Não jogar para a torcida é expressar não o que a singularidade poderia representar, e sim o que ela provavelmente é. Algo que, por contraste, foi definido pelo narrador de Submissão, de Michel Houellebecq: “Como os seres humanos possuem em princípio, à falta de outra qualidade, uma idêntica quantidade de ser, todos estão em princípio mais ou menos presentes [nos livros]; porém não é esta a impressão que dão […] páginas a fio, […] [que] sentimos ditadas mais pelo espírito do tempo do que por uma individualidade própria, um ser incerto.”

Quando eu li esse trecho, João me veio à mente. Sua individualidade (preferiria dizer subjetividade) resvala constantemente ao espírito do tempo, e se mostra constrangedora, surpreendente… É essa deriva do sujeito que torna o múltiplo tão complexo, um devir que afronta todas as concepções de identidade.

Como eu sempre digo para meus alunos: identidade é algo que o outro impõe sobre você, como por exemplo um chifre; ninguém nasce com um, é contemplado com um. Para que não continuemos a atribuir “identidades” a torto e a direito no mundo ao nosso redor, precisamos retornar ao uno, e permitir que ele nos tome pela mão e nos mostre as infinitas possibilidades do múltiplo.

No caso da religião, o uno já sofre pressões de todos os lados para se conformar a uma multiplicidade rígida, conceitual, tão ideal como as figuras metafísicas de Platão. O resultado dessas múltiplas pressões é um sujeito muitas vezes reduzido a um mero androide repetidor de comandos gravados. A quantidade de tempo que isso acontece no universo interior de um sujeito vai depender da longevidade dessa máquina.

No mais das vezes, entretanto, esse múltiplo atravessamento de identidades produz seres multicoloridos como os arlequins, e jamais pretos e brancos como os pierrôs. Porém, como os gestores autoritários de identidades fechadas, os cientistas sociais, muitas vezes, fazem o mesmo: querem que seu universo seja composto por um exército de supostamente iguais.

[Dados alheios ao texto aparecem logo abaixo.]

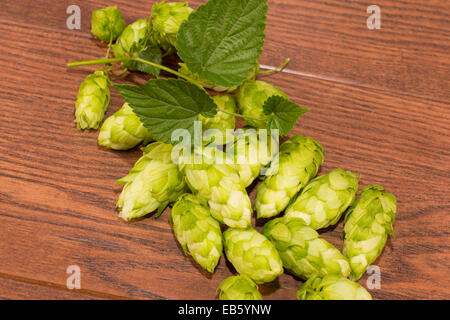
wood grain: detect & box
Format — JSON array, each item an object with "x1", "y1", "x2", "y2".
[{"x1": 0, "y1": 0, "x2": 450, "y2": 299}]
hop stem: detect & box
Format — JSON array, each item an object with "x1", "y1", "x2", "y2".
[
  {"x1": 67, "y1": 57, "x2": 203, "y2": 88},
  {"x1": 217, "y1": 108, "x2": 261, "y2": 120},
  {"x1": 258, "y1": 58, "x2": 291, "y2": 74}
]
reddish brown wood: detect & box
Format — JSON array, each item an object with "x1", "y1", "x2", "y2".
[{"x1": 0, "y1": 0, "x2": 450, "y2": 299}]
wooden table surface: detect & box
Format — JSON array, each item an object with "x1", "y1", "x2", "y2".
[{"x1": 0, "y1": 0, "x2": 450, "y2": 299}]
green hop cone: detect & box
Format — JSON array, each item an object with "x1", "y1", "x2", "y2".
[
  {"x1": 223, "y1": 228, "x2": 283, "y2": 284},
  {"x1": 170, "y1": 194, "x2": 222, "y2": 273},
  {"x1": 112, "y1": 19, "x2": 149, "y2": 70},
  {"x1": 180, "y1": 147, "x2": 252, "y2": 228},
  {"x1": 236, "y1": 80, "x2": 288, "y2": 128},
  {"x1": 227, "y1": 128, "x2": 278, "y2": 188},
  {"x1": 255, "y1": 135, "x2": 324, "y2": 218},
  {"x1": 343, "y1": 185, "x2": 397, "y2": 280},
  {"x1": 297, "y1": 275, "x2": 372, "y2": 300},
  {"x1": 91, "y1": 7, "x2": 126, "y2": 42},
  {"x1": 150, "y1": 1, "x2": 194, "y2": 51},
  {"x1": 262, "y1": 217, "x2": 350, "y2": 279},
  {"x1": 178, "y1": 63, "x2": 259, "y2": 92},
  {"x1": 117, "y1": 142, "x2": 186, "y2": 220},
  {"x1": 285, "y1": 169, "x2": 359, "y2": 230},
  {"x1": 198, "y1": 94, "x2": 236, "y2": 145},
  {"x1": 75, "y1": 70, "x2": 110, "y2": 130},
  {"x1": 217, "y1": 275, "x2": 263, "y2": 300},
  {"x1": 98, "y1": 103, "x2": 153, "y2": 150}
]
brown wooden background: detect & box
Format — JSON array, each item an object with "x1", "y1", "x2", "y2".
[{"x1": 0, "y1": 0, "x2": 450, "y2": 299}]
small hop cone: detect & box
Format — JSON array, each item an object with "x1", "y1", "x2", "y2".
[
  {"x1": 297, "y1": 275, "x2": 372, "y2": 300},
  {"x1": 285, "y1": 169, "x2": 359, "y2": 230},
  {"x1": 180, "y1": 147, "x2": 252, "y2": 228},
  {"x1": 150, "y1": 1, "x2": 194, "y2": 51},
  {"x1": 223, "y1": 228, "x2": 283, "y2": 284},
  {"x1": 91, "y1": 7, "x2": 126, "y2": 42},
  {"x1": 217, "y1": 275, "x2": 263, "y2": 300},
  {"x1": 117, "y1": 142, "x2": 186, "y2": 221},
  {"x1": 255, "y1": 135, "x2": 324, "y2": 218},
  {"x1": 227, "y1": 128, "x2": 278, "y2": 188},
  {"x1": 178, "y1": 63, "x2": 259, "y2": 93},
  {"x1": 98, "y1": 103, "x2": 153, "y2": 150},
  {"x1": 262, "y1": 217, "x2": 350, "y2": 279},
  {"x1": 112, "y1": 19, "x2": 150, "y2": 70},
  {"x1": 343, "y1": 185, "x2": 397, "y2": 280},
  {"x1": 75, "y1": 70, "x2": 110, "y2": 130},
  {"x1": 198, "y1": 94, "x2": 236, "y2": 145},
  {"x1": 236, "y1": 80, "x2": 288, "y2": 129},
  {"x1": 170, "y1": 194, "x2": 223, "y2": 273}
]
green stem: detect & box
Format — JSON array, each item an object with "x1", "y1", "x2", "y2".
[
  {"x1": 67, "y1": 57, "x2": 203, "y2": 88},
  {"x1": 217, "y1": 108, "x2": 262, "y2": 121},
  {"x1": 132, "y1": 58, "x2": 203, "y2": 88},
  {"x1": 258, "y1": 58, "x2": 291, "y2": 74},
  {"x1": 67, "y1": 58, "x2": 124, "y2": 68}
]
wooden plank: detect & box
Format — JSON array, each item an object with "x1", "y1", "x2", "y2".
[
  {"x1": 0, "y1": 278, "x2": 101, "y2": 300},
  {"x1": 0, "y1": 0, "x2": 450, "y2": 102}
]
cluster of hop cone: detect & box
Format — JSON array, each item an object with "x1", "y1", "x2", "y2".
[{"x1": 71, "y1": 3, "x2": 396, "y2": 300}]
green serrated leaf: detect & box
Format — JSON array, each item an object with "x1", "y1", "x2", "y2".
[
  {"x1": 175, "y1": 0, "x2": 268, "y2": 88},
  {"x1": 128, "y1": 45, "x2": 162, "y2": 77},
  {"x1": 114, "y1": 79, "x2": 217, "y2": 143},
  {"x1": 263, "y1": 96, "x2": 309, "y2": 136}
]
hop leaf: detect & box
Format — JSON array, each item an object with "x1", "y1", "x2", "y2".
[
  {"x1": 236, "y1": 80, "x2": 288, "y2": 128},
  {"x1": 217, "y1": 275, "x2": 263, "y2": 300},
  {"x1": 263, "y1": 96, "x2": 308, "y2": 136},
  {"x1": 175, "y1": 0, "x2": 268, "y2": 88}
]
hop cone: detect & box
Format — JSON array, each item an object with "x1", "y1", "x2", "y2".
[
  {"x1": 262, "y1": 217, "x2": 350, "y2": 279},
  {"x1": 180, "y1": 147, "x2": 252, "y2": 228},
  {"x1": 170, "y1": 194, "x2": 222, "y2": 273},
  {"x1": 75, "y1": 70, "x2": 110, "y2": 130},
  {"x1": 91, "y1": 7, "x2": 126, "y2": 42},
  {"x1": 117, "y1": 142, "x2": 186, "y2": 220},
  {"x1": 223, "y1": 228, "x2": 283, "y2": 283},
  {"x1": 236, "y1": 80, "x2": 287, "y2": 128},
  {"x1": 285, "y1": 169, "x2": 358, "y2": 230},
  {"x1": 98, "y1": 103, "x2": 153, "y2": 150},
  {"x1": 227, "y1": 129, "x2": 278, "y2": 188},
  {"x1": 112, "y1": 19, "x2": 150, "y2": 70},
  {"x1": 343, "y1": 185, "x2": 397, "y2": 280},
  {"x1": 297, "y1": 275, "x2": 372, "y2": 300},
  {"x1": 150, "y1": 1, "x2": 194, "y2": 51},
  {"x1": 198, "y1": 94, "x2": 236, "y2": 145},
  {"x1": 217, "y1": 275, "x2": 263, "y2": 300},
  {"x1": 178, "y1": 63, "x2": 259, "y2": 92},
  {"x1": 255, "y1": 135, "x2": 323, "y2": 218}
]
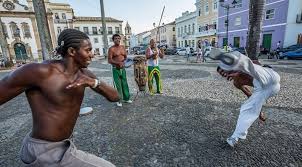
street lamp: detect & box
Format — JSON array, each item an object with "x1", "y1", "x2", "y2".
[{"x1": 220, "y1": 0, "x2": 237, "y2": 45}]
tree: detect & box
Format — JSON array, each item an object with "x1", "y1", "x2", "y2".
[{"x1": 246, "y1": 0, "x2": 265, "y2": 60}]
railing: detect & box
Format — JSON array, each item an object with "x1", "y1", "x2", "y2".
[
  {"x1": 54, "y1": 19, "x2": 68, "y2": 24},
  {"x1": 296, "y1": 14, "x2": 302, "y2": 24}
]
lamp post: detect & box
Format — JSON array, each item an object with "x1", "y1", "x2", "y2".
[{"x1": 220, "y1": 0, "x2": 237, "y2": 45}]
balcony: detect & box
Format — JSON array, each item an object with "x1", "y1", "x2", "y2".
[
  {"x1": 296, "y1": 13, "x2": 302, "y2": 24},
  {"x1": 54, "y1": 19, "x2": 68, "y2": 24},
  {"x1": 196, "y1": 24, "x2": 217, "y2": 37}
]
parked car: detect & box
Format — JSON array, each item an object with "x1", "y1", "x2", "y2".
[
  {"x1": 277, "y1": 44, "x2": 302, "y2": 56},
  {"x1": 204, "y1": 46, "x2": 212, "y2": 57},
  {"x1": 260, "y1": 47, "x2": 270, "y2": 55},
  {"x1": 176, "y1": 49, "x2": 187, "y2": 56},
  {"x1": 279, "y1": 48, "x2": 302, "y2": 60},
  {"x1": 136, "y1": 49, "x2": 146, "y2": 55},
  {"x1": 165, "y1": 48, "x2": 177, "y2": 55},
  {"x1": 233, "y1": 47, "x2": 246, "y2": 55}
]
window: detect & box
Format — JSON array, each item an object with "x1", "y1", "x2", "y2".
[
  {"x1": 9, "y1": 22, "x2": 20, "y2": 38},
  {"x1": 83, "y1": 27, "x2": 89, "y2": 34},
  {"x1": 213, "y1": 0, "x2": 218, "y2": 10},
  {"x1": 205, "y1": 1, "x2": 209, "y2": 14},
  {"x1": 265, "y1": 9, "x2": 275, "y2": 20},
  {"x1": 93, "y1": 38, "x2": 99, "y2": 43},
  {"x1": 2, "y1": 23, "x2": 8, "y2": 38},
  {"x1": 235, "y1": 17, "x2": 241, "y2": 26},
  {"x1": 235, "y1": 0, "x2": 242, "y2": 8},
  {"x1": 55, "y1": 13, "x2": 60, "y2": 19},
  {"x1": 99, "y1": 27, "x2": 104, "y2": 35},
  {"x1": 62, "y1": 13, "x2": 66, "y2": 19},
  {"x1": 224, "y1": 20, "x2": 229, "y2": 28},
  {"x1": 92, "y1": 27, "x2": 98, "y2": 35},
  {"x1": 21, "y1": 23, "x2": 31, "y2": 38},
  {"x1": 233, "y1": 37, "x2": 240, "y2": 48},
  {"x1": 115, "y1": 27, "x2": 120, "y2": 34},
  {"x1": 94, "y1": 48, "x2": 100, "y2": 55},
  {"x1": 108, "y1": 27, "x2": 113, "y2": 34},
  {"x1": 192, "y1": 23, "x2": 195, "y2": 34},
  {"x1": 57, "y1": 27, "x2": 62, "y2": 34}
]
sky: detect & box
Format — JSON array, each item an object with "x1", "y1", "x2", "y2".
[{"x1": 19, "y1": 0, "x2": 196, "y2": 34}]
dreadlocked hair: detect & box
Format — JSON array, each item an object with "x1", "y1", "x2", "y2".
[{"x1": 56, "y1": 29, "x2": 89, "y2": 57}]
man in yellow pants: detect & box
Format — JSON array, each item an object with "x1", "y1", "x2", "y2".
[{"x1": 146, "y1": 39, "x2": 164, "y2": 95}]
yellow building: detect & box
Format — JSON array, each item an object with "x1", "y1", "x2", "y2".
[{"x1": 195, "y1": 0, "x2": 219, "y2": 45}]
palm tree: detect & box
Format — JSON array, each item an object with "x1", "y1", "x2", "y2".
[{"x1": 246, "y1": 0, "x2": 265, "y2": 60}]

“Fica impossível pastorear um rebanho assim”, replicam os sacerdotes. “Não temos como conhecer essa realidade”, concordam os cientistas. Não queria ser aquele que vem lhes dizer isto, mas vamos lá: ambos estão completamente equivocados. O múltiplo está no uno, e o uno é o múltiplo. No exato momento que se disjunta esses polos, tudo desmorona, seja no pastorado, seja na ciência.